Esther Pearl Watson: Galactic Plains
Gregorio Escalante Gallery
May 28 to June 26, 2016
By MEGAN ABRAHAMS, JUL. 2016
In the simplest of terms, this is a chronicle of family life in small town America. Clearly, the setting is somewhere in the USA. There are clues: like a faithfully rendered miniature Taco Bell sign by a roadside in the distance. There’s a dad, mom, assorted kids — one being the artist as a young girl — and a likely grandmother, a row of flowers along the bottom of a frame, as in the approach a child might use to establish the foreground. The paintings refer to a suburban coming of age story, flavored by an outward air of innocence. But wait. In the sky, hovering over the heads of the family members, there are strange shapes. UFOs keep popping up: a recurring theme in both night and day skies. Then, in one painting, the kids are depicted dumpster diving with their dad. In another, they are in Italy on a sort of archeological survey — except instead of searching for artifacts, they’re looking for skulls.

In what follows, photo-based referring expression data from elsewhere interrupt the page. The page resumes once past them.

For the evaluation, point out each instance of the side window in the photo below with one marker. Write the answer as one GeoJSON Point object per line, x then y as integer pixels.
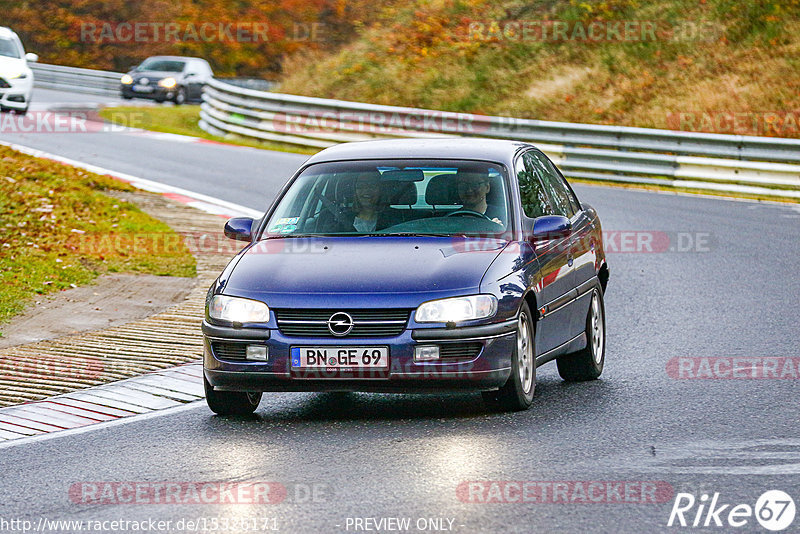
{"type": "Point", "coordinates": [573, 200]}
{"type": "Point", "coordinates": [534, 199]}
{"type": "Point", "coordinates": [555, 187]}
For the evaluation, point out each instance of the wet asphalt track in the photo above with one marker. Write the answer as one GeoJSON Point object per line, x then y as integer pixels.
{"type": "Point", "coordinates": [382, 456]}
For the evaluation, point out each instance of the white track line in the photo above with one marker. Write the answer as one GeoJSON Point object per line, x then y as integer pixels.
{"type": "Point", "coordinates": [205, 203]}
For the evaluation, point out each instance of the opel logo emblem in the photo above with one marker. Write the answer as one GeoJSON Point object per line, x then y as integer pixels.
{"type": "Point", "coordinates": [340, 324]}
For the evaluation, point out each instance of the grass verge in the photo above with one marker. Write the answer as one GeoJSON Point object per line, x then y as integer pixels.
{"type": "Point", "coordinates": [183, 120]}
{"type": "Point", "coordinates": [58, 230]}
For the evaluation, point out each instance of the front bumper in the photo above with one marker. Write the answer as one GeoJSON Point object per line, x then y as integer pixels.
{"type": "Point", "coordinates": [486, 367]}
{"type": "Point", "coordinates": [18, 96]}
{"type": "Point", "coordinates": [158, 92]}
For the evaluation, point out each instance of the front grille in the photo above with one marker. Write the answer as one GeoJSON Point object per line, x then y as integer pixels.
{"type": "Point", "coordinates": [229, 351]}
{"type": "Point", "coordinates": [366, 323]}
{"type": "Point", "coordinates": [459, 351]}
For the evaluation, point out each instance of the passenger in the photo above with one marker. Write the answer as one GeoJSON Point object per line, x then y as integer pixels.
{"type": "Point", "coordinates": [370, 213]}
{"type": "Point", "coordinates": [473, 187]}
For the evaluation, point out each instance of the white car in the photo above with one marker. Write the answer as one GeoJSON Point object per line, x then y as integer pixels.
{"type": "Point", "coordinates": [16, 78]}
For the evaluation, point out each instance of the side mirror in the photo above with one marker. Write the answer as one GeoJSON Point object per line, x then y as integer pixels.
{"type": "Point", "coordinates": [239, 228]}
{"type": "Point", "coordinates": [550, 227]}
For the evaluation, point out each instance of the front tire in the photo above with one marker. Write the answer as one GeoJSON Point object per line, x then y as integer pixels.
{"type": "Point", "coordinates": [587, 363]}
{"type": "Point", "coordinates": [231, 402]}
{"type": "Point", "coordinates": [517, 393]}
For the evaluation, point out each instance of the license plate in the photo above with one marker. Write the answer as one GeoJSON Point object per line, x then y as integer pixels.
{"type": "Point", "coordinates": [340, 357]}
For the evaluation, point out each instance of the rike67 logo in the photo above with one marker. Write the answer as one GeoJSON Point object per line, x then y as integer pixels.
{"type": "Point", "coordinates": [774, 510]}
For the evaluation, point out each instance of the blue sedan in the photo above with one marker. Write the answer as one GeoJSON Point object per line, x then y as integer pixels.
{"type": "Point", "coordinates": [410, 266]}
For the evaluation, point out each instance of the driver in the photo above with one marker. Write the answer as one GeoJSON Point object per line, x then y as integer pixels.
{"type": "Point", "coordinates": [472, 187]}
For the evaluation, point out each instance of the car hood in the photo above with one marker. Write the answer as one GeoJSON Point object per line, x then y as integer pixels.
{"type": "Point", "coordinates": [154, 75]}
{"type": "Point", "coordinates": [437, 266]}
{"type": "Point", "coordinates": [10, 65]}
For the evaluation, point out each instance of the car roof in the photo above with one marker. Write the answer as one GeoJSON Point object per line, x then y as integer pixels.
{"type": "Point", "coordinates": [179, 58]}
{"type": "Point", "coordinates": [498, 150]}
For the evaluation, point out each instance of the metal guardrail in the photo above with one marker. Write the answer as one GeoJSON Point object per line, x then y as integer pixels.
{"type": "Point", "coordinates": [99, 82]}
{"type": "Point", "coordinates": [763, 165]}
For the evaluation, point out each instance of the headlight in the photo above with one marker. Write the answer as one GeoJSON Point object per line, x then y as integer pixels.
{"type": "Point", "coordinates": [457, 309]}
{"type": "Point", "coordinates": [237, 310]}
{"type": "Point", "coordinates": [167, 83]}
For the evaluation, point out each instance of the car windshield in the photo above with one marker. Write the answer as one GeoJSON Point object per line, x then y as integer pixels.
{"type": "Point", "coordinates": [394, 197]}
{"type": "Point", "coordinates": [161, 65]}
{"type": "Point", "coordinates": [9, 48]}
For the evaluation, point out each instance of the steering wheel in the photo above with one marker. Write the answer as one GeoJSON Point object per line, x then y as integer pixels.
{"type": "Point", "coordinates": [470, 213]}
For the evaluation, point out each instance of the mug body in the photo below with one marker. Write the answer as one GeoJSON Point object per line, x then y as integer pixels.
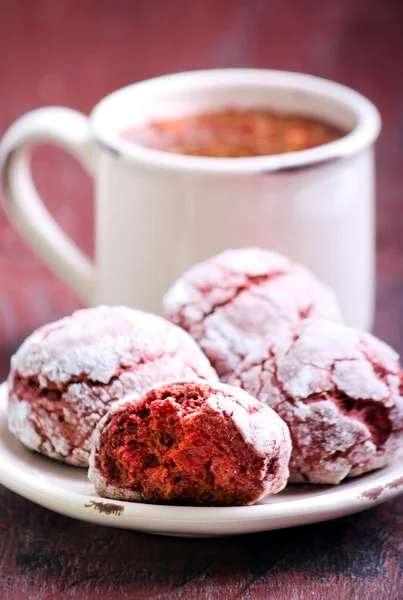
{"type": "Point", "coordinates": [160, 213]}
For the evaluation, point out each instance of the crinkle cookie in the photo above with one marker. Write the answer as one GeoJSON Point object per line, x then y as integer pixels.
{"type": "Point", "coordinates": [240, 299]}
{"type": "Point", "coordinates": [340, 392]}
{"type": "Point", "coordinates": [190, 442]}
{"type": "Point", "coordinates": [65, 375]}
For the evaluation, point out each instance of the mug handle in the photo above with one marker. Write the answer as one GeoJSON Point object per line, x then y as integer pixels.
{"type": "Point", "coordinates": [69, 129]}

In Galactic Plains — predominantly paintings, with a few three-dimensional cutout works mounted on pedestals for a sculptural effect — Esther Pearl Watson pulls us into an astonishing narrative presented as if from a child’s point of view. This is visual memoir. The series is a vehicle through which the artist revisits episodes from her unconventional childhood, propelled by an eccentric but apparently charismatic father who not only believed in UFOs, but actually built them in the backyard. Soaked in narrative that enchants even where disturbing threads glimmer through, Watson’s paintings require little need for interpretation, with painted captions and descriptive titles, which provide detailed insight into the often bizarre story behind the images.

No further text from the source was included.